Using powerful computers, the research group simulated 25,000 generations of evolution. They were able to test their theory by evolving networks with and without a cost for network connections.

“Once you add a cost for network connections, modules immediately appear,” Clune says. “Without a cost, modules never form. The effect is quite dramatic.”

Clune likened the findings to a road network. Within a city, many of the roads are connected to each other, but few of the local roads are connected to the roads in other cities. Instead, you have just a few connections between cities (e.g. highways). Biological networks are organized similarly, and for a similar reason: it is expensive to build connections (roads), especially long ones.

Clune and his team used computational simulations of evolution for their study for two reasons. It is much faster than natural evolution, allowing evolutionary experiments with thousands of generations to occur in a few days, and it provides more experimental control. It would have been impossible, for example, to conduct this experiment in a naturally evolving species because there is no way in nature to eliminate the cost for connections.

In addition to helping biologists understand why organisms are built in a modular fashion, the results may well have significant implications for evolutionary computation, which is a field that harnesses evolution for engineering purposes, such as evolving artificially intelligent robots.

“Trying to figure out how to evolve modularity has been one of the ‘holy grails’ of this field,” says Clune, whose specialty is artificial intelligence. “We can use this discovery to create more intelligent robots that can find people stranded in an avalanche, pick up trash in national parks or disarm landmines.”

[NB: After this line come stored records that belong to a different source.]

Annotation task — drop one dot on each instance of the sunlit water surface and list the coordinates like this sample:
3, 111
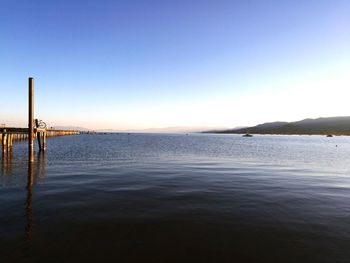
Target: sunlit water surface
177, 198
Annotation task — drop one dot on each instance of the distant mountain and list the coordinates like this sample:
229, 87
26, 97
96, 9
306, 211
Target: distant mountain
321, 126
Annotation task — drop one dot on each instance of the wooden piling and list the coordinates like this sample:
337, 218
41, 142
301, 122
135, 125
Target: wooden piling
31, 119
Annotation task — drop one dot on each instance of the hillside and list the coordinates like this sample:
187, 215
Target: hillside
321, 126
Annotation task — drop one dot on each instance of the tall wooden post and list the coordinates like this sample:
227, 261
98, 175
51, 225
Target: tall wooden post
31, 119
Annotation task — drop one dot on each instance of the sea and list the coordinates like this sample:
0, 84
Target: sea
177, 198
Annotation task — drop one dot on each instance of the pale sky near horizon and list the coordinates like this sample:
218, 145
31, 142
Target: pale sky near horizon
138, 64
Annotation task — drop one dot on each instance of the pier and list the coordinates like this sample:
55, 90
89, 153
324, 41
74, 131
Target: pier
36, 130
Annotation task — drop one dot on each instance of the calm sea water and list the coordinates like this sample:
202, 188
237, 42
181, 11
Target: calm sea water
177, 198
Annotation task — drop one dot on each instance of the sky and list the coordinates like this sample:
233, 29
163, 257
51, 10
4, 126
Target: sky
138, 64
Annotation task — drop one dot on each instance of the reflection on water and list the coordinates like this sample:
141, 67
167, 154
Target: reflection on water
36, 172
29, 201
6, 162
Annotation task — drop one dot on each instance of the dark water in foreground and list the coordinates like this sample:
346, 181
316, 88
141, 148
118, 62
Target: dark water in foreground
177, 198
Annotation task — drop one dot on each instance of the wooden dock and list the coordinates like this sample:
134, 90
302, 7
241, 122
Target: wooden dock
36, 130
9, 135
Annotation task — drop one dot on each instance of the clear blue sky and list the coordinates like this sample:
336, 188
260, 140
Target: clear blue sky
137, 64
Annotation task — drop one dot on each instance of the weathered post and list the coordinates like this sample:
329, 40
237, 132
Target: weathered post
31, 120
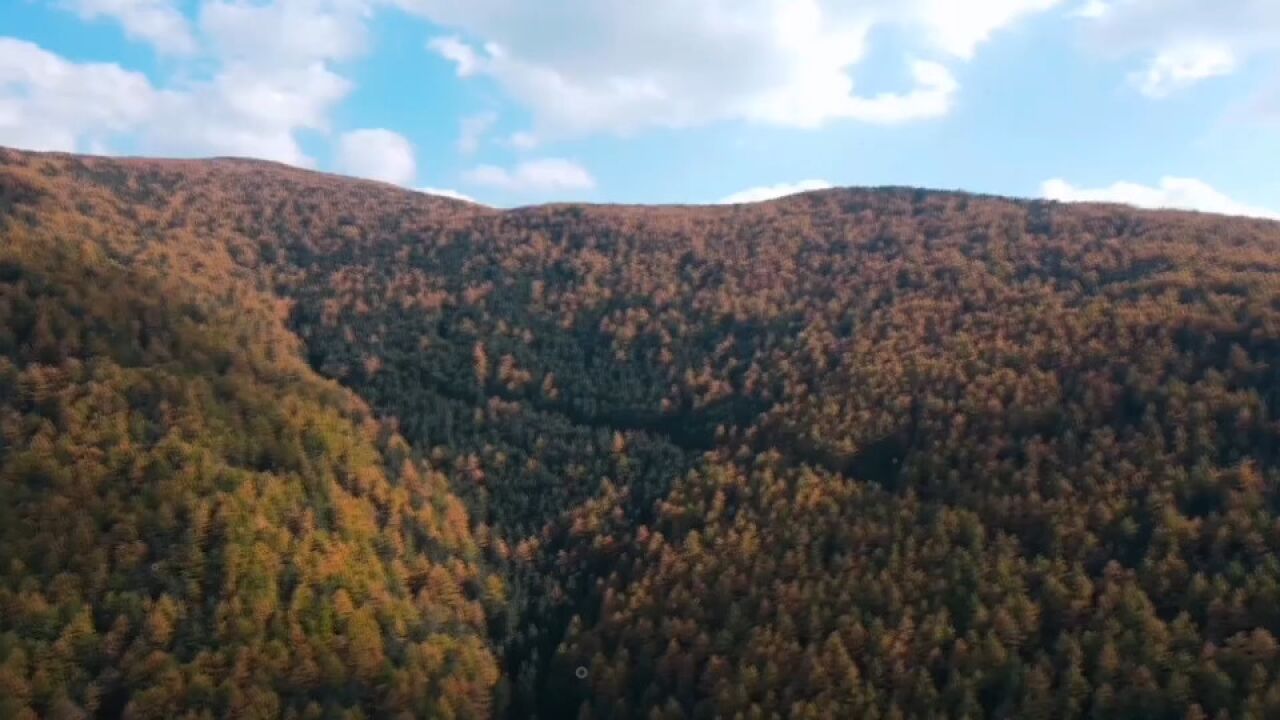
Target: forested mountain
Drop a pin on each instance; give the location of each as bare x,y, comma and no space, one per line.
278,443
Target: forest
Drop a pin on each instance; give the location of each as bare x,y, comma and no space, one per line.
275,443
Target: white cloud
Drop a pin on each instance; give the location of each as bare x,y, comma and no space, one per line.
449,194
376,154
589,65
1185,194
1092,9
48,103
458,53
156,22
522,140
548,174
261,73
1182,67
772,191
474,128
286,31
1182,42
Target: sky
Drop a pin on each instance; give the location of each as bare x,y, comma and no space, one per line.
1152,103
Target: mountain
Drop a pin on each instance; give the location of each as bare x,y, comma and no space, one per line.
279,443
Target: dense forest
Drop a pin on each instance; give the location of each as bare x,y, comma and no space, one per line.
286,445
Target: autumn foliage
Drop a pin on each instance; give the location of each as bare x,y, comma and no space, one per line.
282,443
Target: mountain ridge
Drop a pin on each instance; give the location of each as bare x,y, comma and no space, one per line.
845,454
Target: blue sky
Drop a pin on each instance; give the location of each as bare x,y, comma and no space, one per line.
1157,103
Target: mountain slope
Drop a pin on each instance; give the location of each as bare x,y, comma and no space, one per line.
881,452
192,522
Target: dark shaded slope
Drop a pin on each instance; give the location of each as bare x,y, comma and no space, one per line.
855,452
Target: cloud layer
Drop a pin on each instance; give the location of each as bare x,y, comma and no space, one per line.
543,176
376,154
612,65
772,191
1183,194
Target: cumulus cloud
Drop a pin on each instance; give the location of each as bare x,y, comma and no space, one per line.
547,174
265,72
1184,194
1182,42
586,65
1183,65
48,103
286,32
449,194
772,191
376,154
156,22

The research was supported by the National Science Foundation and the French National Research Agency. To read the paper, go to http://rspb.royalsocietypublishing.org/content/280/1755/20122863.full.

Photo: Jeff Clune, a UW assistant professor of computer science, was part of a research team that discovered that modularity in humans and other organisms evolves because it saves on “wiring costs” -- the costs associated with building and maintaining network connections encourages the evolution of modular designs, which have fewer and shorter connections.